Anyway, none of this quite gets at the learning styles debate. The crux of the argument is not whether some people are better at certain kinds of learning than others but whether those strengths actually matter to teaching. Your claim about writing things down, for example, would be pretty easy to try to verify experimentally (do people with your "style" actually learn better when written down for than those without your style). According to this guy (who may or may not be trustworthy) attempts to do that sort of experiment have produced disappointing results for the learning-style folks.

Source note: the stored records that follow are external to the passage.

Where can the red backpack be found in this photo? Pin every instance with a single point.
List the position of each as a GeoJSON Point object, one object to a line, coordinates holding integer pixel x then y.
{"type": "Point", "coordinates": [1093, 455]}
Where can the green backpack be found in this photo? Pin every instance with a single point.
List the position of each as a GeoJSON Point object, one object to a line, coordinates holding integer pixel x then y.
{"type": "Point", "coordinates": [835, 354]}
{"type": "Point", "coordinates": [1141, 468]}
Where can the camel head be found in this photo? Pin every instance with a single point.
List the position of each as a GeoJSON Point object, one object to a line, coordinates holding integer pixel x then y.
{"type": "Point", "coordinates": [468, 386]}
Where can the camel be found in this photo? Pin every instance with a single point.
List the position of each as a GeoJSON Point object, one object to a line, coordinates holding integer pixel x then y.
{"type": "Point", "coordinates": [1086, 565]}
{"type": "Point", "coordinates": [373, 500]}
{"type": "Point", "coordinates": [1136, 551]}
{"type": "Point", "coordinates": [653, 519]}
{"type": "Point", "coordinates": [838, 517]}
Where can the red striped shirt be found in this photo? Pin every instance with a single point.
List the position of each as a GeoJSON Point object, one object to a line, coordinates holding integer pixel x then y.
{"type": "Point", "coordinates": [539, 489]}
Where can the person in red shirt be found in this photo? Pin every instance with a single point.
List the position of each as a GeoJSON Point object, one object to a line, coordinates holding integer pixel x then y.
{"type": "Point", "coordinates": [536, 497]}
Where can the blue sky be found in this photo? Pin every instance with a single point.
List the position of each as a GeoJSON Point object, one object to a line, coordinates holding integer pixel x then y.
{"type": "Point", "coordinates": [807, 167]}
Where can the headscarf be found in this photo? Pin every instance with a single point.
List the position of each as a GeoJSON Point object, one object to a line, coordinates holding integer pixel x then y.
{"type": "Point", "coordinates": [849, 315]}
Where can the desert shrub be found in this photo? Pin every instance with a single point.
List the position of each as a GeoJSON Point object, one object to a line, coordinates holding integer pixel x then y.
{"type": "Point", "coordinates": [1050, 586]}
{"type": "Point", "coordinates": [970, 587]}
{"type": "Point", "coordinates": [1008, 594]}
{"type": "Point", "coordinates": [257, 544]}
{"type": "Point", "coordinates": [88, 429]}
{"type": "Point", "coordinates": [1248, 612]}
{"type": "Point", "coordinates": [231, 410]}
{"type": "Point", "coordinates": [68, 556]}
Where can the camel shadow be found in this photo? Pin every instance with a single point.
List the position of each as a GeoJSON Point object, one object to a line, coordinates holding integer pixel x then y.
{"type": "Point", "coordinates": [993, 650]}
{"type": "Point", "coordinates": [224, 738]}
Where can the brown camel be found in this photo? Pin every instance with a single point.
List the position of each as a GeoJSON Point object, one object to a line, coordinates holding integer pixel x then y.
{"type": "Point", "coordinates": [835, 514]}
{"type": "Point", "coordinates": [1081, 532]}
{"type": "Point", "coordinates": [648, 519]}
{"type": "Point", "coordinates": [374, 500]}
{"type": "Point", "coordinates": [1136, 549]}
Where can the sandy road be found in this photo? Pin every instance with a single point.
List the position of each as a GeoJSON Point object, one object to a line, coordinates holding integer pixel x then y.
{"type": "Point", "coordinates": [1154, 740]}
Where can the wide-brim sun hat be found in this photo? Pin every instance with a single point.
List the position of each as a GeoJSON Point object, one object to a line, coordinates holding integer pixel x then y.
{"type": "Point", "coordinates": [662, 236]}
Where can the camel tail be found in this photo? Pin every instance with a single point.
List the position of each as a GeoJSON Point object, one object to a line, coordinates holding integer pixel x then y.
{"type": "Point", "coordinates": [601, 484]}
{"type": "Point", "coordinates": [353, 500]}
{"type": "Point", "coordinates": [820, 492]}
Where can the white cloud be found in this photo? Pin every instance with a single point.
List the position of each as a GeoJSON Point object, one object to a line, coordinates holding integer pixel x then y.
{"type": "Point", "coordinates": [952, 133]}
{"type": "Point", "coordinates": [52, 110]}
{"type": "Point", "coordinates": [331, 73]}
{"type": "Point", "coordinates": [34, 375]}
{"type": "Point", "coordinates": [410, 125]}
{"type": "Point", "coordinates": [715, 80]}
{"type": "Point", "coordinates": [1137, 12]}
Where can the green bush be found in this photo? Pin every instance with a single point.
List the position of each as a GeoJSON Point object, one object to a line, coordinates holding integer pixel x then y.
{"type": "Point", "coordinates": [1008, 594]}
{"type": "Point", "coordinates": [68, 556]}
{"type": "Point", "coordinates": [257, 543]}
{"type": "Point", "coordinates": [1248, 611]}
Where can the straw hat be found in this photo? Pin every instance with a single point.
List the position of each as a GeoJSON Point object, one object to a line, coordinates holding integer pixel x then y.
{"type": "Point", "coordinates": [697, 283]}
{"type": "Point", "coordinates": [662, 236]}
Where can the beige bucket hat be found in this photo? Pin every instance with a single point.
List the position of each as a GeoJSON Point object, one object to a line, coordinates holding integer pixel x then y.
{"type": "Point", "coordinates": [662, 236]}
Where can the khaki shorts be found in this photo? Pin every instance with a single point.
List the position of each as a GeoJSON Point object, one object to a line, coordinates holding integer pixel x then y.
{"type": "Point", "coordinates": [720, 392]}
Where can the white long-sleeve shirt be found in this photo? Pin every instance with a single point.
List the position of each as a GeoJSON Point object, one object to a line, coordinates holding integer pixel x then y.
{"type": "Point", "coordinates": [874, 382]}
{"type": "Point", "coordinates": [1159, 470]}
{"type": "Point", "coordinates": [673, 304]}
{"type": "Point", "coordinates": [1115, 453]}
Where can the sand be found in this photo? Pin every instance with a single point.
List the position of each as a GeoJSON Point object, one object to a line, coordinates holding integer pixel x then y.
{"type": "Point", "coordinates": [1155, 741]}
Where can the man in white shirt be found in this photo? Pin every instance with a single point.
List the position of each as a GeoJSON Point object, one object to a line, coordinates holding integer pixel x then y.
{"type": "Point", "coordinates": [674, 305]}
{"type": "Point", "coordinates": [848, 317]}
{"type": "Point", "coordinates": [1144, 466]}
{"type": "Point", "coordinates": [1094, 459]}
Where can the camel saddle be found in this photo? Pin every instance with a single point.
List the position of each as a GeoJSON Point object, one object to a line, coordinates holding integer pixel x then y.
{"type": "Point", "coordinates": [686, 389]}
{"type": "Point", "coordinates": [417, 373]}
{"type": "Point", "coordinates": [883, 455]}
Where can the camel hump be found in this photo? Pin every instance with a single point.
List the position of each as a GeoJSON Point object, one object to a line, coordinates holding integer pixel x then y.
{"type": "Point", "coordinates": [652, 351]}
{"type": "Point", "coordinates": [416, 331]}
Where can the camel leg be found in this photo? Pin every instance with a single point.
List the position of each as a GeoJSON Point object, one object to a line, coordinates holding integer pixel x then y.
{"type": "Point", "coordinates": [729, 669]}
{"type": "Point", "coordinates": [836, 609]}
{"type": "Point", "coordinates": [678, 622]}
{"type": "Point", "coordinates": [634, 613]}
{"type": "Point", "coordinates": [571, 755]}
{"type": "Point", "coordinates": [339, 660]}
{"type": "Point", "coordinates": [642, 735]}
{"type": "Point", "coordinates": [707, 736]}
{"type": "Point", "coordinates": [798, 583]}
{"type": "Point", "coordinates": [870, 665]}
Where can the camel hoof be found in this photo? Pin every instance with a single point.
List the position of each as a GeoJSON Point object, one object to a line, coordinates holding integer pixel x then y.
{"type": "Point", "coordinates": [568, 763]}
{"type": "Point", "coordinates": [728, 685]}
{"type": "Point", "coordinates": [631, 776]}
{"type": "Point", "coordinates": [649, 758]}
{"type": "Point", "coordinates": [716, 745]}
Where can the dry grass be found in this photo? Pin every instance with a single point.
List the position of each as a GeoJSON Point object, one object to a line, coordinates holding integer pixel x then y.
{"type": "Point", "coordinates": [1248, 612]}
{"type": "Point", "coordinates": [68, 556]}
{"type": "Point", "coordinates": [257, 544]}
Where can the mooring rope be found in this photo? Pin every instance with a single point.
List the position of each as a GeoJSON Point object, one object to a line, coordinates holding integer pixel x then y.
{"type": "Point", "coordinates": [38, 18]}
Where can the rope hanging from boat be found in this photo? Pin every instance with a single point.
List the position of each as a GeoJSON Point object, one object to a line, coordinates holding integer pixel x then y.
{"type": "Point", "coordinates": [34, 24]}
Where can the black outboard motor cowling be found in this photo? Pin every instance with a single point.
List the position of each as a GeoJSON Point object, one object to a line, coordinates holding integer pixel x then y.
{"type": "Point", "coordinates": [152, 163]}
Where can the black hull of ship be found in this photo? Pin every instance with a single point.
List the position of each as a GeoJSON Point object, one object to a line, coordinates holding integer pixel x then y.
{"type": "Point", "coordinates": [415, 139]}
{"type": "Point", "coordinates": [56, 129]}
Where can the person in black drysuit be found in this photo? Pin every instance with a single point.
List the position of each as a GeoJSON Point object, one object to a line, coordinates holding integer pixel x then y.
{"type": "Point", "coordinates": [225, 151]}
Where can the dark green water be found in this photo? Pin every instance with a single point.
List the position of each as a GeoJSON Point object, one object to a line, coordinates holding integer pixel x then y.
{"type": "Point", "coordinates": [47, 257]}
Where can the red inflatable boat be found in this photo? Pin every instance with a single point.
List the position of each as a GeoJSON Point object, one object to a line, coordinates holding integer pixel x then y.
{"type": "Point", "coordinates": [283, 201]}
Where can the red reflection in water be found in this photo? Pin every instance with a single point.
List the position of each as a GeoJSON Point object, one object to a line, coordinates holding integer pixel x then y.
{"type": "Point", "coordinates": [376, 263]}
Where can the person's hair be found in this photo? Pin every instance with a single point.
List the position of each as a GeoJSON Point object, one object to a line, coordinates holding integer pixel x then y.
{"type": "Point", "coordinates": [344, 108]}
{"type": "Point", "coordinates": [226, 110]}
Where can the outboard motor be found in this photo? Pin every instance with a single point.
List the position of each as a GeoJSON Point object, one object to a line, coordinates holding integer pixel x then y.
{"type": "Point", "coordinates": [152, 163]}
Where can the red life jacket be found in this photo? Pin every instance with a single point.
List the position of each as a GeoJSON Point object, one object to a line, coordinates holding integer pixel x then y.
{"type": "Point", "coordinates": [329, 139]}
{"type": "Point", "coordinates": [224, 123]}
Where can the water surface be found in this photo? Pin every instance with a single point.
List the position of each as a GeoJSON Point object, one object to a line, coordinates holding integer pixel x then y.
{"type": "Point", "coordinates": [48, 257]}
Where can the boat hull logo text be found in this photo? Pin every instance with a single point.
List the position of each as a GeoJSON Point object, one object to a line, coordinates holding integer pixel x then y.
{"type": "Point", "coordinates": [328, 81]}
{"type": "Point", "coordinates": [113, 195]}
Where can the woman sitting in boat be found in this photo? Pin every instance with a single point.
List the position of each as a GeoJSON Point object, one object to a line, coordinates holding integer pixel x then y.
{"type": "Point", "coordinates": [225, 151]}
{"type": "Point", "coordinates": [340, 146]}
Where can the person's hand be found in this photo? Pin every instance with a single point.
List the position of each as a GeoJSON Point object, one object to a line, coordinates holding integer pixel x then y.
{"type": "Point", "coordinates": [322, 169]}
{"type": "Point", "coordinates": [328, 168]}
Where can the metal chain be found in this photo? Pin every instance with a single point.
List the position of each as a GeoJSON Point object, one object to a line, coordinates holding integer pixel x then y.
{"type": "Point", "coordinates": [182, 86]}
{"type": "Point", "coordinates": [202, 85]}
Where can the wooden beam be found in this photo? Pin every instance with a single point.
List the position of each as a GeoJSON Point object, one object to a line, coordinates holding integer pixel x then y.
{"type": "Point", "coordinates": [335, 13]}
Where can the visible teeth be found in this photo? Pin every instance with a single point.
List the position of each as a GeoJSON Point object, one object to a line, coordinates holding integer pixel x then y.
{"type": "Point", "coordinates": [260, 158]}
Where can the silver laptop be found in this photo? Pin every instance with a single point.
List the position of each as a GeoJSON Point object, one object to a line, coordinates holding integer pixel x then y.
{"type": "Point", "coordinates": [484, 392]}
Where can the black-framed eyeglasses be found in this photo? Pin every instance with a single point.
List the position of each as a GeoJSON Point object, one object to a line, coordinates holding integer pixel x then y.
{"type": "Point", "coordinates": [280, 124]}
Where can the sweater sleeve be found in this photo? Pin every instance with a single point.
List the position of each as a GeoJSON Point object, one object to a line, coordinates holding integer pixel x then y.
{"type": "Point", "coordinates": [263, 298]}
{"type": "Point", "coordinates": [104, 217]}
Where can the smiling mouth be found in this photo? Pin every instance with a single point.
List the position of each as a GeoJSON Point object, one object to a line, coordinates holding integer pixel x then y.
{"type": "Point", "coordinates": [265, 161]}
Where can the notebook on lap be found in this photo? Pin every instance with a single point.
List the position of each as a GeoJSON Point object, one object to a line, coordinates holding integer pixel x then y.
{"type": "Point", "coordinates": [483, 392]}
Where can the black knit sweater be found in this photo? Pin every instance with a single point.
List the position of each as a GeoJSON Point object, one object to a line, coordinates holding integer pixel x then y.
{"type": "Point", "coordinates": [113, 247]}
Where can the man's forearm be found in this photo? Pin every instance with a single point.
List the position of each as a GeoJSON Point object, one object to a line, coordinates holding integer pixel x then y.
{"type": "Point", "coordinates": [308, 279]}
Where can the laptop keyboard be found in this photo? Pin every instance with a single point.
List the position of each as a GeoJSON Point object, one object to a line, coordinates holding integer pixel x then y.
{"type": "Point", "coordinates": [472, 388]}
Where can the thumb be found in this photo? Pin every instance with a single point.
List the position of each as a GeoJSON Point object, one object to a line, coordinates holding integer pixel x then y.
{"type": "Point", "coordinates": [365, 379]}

I think seeing words written helps certain people (myself included) reproduce that word on exams or remember where something is written as a point of reference. On the other hand, I strongly believe that people who truly learn languages (and most of us learn at least one) learn them by listening and speaking. I also highly doubt the "learning style" trend; mostly I see it leading to unproductive exercises (particularly craft projects) that rarely teach anything.
And that boot thing is the most absurd thing I have ever seen. It is actually distracting.